According to a study just published in Geophysical Research Letters, the planet hiding inside Earth is Theia , with a part that has not yet completely broken up forming "blobs" that geophysical data has identified in the area at the bottom of the mantle, just above the outer core.
Theia is a hypothetical planet the size of Mars that collided with the early Earth about 4.5 billion years ago.
Graphic image with the left half showing the Earth-Theia collision in the past, the right half showing the current Earth with the Theia fragment near the core and the Moon born from the collision - (Graphic image: CALTECH).
The collision caused both young planets to break apart, most of Theia's material mixed with Earth, while a small portion was thrown into orbit, merging with debris from Earth, gradually condensing into the Moon.
The "blobs" from Theia - called LLVPs - are regions where the velocity of seismic waves becomes unusually low as they travel through.
In this new study, a team from the California Institute of Technology (Caltech - USA) used computer models to show what kind of impact LLVP could have had on the Earth's crust over millions of years.
According to a research summary in the scientific journal PHYS , models show that about 200 million years after Theia hit Earth, pressure from the LLVP led to the creation of hot plumes extending from near the core to the surface.

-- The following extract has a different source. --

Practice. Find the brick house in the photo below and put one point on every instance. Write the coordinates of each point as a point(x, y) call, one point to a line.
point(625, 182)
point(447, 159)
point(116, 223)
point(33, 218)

This caused some of the surface to sink, resulting in subduction. Subduction eventually led to faults on the surface that today serve as boundaries for tectonic plates.
Tectonic plates can be roughly understood as the crust of the Earth. It is estimated that there are about 20 large and small plates like this that are constantly moving. Some plates continue to move below due to subduction, while others slide and press on top.
Tectonic plates "carry" continents and oceans on their backs, so the process of plate tectonics causes the Earth's land to repeatedly merge into a supercontinent in the middle of a vast superocean, then separate as it is today.
Plate tectonics is also the main cause of many geological phenomena such as earthquakes, volcanoes, mountain building, formation of new ocean floors.
The researchers say their model could explain why some of the oldest minerals on Earth show evidence of subduction.